The Mozambique LNG (MZLNG) project is the proposed LNG export terminal in the Northern Cabo Delgado province, on the Afungi Peninsula in Northern Mozambique.  Total SA operates MZLNG (after it acquired Anadarko's interest in 2019) with a 26.5% participating interest alongside ENH Rovuma Área Um, S.A. (15%), Mitsui E&P Mozambique Area1 Ltd. (20%), ONGC Videsh Ltd. (10%), Beas Rovuma Energy Mozambique Limited (10%), BPRL Ventures Mozambique B.V. (10%), and PTTEP Mozambique Area 1 Limited (8.5%).

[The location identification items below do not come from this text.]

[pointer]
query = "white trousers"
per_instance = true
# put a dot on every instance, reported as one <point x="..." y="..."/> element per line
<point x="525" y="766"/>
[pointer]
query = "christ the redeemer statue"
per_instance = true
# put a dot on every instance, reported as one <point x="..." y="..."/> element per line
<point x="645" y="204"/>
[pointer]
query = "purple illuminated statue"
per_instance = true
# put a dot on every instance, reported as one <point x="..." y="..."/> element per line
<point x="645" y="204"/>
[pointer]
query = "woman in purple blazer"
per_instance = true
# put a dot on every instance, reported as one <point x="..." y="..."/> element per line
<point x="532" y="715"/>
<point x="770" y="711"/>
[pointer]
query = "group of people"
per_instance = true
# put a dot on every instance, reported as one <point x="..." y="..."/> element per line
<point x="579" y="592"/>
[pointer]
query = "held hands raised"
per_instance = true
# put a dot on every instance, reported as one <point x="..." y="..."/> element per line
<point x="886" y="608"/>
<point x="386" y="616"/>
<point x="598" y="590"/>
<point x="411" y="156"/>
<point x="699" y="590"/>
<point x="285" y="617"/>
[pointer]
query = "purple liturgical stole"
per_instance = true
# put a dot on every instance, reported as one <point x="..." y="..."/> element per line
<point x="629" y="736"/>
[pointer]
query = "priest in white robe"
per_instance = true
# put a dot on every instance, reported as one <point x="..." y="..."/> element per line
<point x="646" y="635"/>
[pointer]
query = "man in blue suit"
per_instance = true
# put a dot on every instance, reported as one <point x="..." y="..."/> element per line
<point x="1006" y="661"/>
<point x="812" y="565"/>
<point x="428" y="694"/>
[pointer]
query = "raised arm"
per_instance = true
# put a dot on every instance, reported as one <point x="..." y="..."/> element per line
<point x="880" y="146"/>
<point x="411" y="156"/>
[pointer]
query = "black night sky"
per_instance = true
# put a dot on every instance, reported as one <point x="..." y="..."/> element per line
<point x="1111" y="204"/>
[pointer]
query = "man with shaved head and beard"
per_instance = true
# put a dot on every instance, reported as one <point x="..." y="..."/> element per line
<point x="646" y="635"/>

MZLNG is the country’s first onshore LNG development. The project includes the development of the Golfinho and Atum fields located within offshore Area 1 and the construction of a two train plant with a capacity of 12.9Mtpa. Offshore Area 1 contains more than 1.7Bcm of gas resources, of which 0.5Bcm will be developed with the first two trains. The FID on MZLNG was announced in June 2019, and the project is expected to come into production by 2024.

Underpinned by Mozambique's large gas reserves and the strategic location, the proposed MZLNG project is likely to go forward, even in the case of lower LNG price outlooks.  Project timing appears to favour the view that commercialisation will progress slowly, a factor that will raise the investment bar. As it stands, a 2024 start-up, while still possible, will become increasingly optimistic.



Golden Pass LNG

The 15.6Mtpa Golden Pass LNG project is under construction with the first of three trains anticipated to be in commercial operation by 2024, and the entire facility will be in operation by 2025.

Golden Pass LNG could represent one of the higher certainty LNG proposals based on its very large pre-existing site infrastructure, as well as the technical expertise and ample funding capacity of its two giant stakeholders. Given the involvement of Qatar Petroleum and ExxonMobil, AME views this project as having a high certainty for its eventual realisation.

The owners announced FID to fund approximately US$10bn Golden Pass LNG project in 2019 and the facility is expected to be operational in 2025. Operating as an LNG import and regas terminal, the original gas import business case has evaporated following the upsurge in US gas production, and self-sufficiency in natural gas. As such the natural gas liquefaction terminal can take advantage of the substantial, ready-made 775,000m³ of LNG storage, pipelines and berthing facilities, in order to capture start-up cost savings.